Manuela Griglè su La Stampa il 4 marzo 2022
Le città non sono neutre, anzi. Vengono plasmate per i bisogni di un cittadino tipo che però coincide, quasi sempre, con il maschio bianco eterosessuale (di una certa età). Con la conseguenza che le necessità delle donne non vengono quasi mai prese in considerazione. Per esempio i bagni pubblici: pochini, ecco perché spesso le ragazzine una volta che hanno il ciclo smettono di frequentare i parchi. Anche lasciare le aree gioco senza strutture penalizza le bambine: i maschi tendono a essere più invadenti e trasformare ogni prato in un campo da calcio, spingendole ai margini. I mezzi di trasporto non sempre sono pensati per chi si trascina in giro un passeggino, a cominciare dagli “individualisti” monopattini e bike sharing. Marciapiedi sconnessi, strade poco illuminate, porte di uffici pubblici che pesano tonnellate.

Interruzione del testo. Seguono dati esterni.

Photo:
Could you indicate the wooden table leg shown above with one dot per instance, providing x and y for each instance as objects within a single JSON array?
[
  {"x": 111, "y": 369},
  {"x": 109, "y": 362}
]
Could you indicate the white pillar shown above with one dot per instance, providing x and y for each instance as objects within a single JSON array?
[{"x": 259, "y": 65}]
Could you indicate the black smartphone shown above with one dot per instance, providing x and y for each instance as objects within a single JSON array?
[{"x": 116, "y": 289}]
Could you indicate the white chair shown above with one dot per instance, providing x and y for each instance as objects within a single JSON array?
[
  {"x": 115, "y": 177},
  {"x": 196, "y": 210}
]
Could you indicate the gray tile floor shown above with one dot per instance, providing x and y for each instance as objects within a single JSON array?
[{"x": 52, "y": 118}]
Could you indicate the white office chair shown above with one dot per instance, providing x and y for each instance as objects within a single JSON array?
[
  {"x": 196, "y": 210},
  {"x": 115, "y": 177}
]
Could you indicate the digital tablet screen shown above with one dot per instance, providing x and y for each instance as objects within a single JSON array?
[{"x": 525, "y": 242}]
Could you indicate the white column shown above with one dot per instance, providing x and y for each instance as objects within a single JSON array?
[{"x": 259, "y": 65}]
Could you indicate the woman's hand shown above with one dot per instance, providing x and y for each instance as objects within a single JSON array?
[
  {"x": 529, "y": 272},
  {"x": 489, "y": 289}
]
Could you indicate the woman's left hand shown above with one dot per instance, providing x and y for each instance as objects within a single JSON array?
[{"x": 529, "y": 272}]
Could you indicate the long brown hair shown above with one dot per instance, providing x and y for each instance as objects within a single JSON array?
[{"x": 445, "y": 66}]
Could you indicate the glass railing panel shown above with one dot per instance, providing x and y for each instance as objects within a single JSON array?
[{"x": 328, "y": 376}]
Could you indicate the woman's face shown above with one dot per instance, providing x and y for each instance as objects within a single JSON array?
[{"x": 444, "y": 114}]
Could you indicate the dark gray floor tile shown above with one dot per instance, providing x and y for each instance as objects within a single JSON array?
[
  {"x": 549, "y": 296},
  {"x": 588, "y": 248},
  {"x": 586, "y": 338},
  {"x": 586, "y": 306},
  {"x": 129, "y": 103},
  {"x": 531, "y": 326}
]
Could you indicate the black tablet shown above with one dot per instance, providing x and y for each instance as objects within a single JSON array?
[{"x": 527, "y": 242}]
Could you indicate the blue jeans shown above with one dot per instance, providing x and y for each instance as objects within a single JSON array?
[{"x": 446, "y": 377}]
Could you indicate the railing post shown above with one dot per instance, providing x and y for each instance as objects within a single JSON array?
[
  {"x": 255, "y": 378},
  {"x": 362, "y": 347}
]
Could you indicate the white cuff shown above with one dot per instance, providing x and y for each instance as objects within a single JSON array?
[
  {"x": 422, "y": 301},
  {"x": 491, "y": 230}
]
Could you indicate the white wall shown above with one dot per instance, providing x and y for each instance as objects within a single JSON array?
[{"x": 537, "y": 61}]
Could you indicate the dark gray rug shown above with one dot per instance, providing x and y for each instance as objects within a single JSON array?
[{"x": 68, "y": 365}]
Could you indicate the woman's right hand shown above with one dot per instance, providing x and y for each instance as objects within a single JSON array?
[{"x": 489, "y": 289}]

La non considerazione delle donne nella pianificazione degli spazi urbani non è casuale, ma ripropone una struttura della società che si fonda sulla reclusione del femminile nell’ambiente domestico. E non tiene conto del fatto che le donne svolgono il 75% del lavoro non pagato di caregiving, assistendo bambini e genitori anziani con il risultato che il loro modo di navigare le città è molto differente – e molto meno lineare – di quello maschile. I loro viaggi sono a zig-zag, con tante tappe intermedie. Senza dimenticare che le donne in media guadagnano meno degli uomini e quindi per loro spostarsi con mezzi privati può essere proibitivo. Ma progettare in modo più inclusivo si potrebbe, l’antidoto si chiama urbanistica di genere.
«Ovvero includere la prospettiva femminile all’interno della progettazione. Non tanto per costruire città solo a misura di donna, ma inclusive per tutte e tutti», spiega Azzurra Muzzonigro, architetta, che insieme a Florencia Andreola, dottore di ricerca in Storia dell’architettura all’Università di Bologna, è autrice di Milano Atlante di Genere commissionato da Milano Urban Center (Comune di Milano e Triennale Milano), esito di due anni di osservazione della città di Milano da una prospettiva di genere.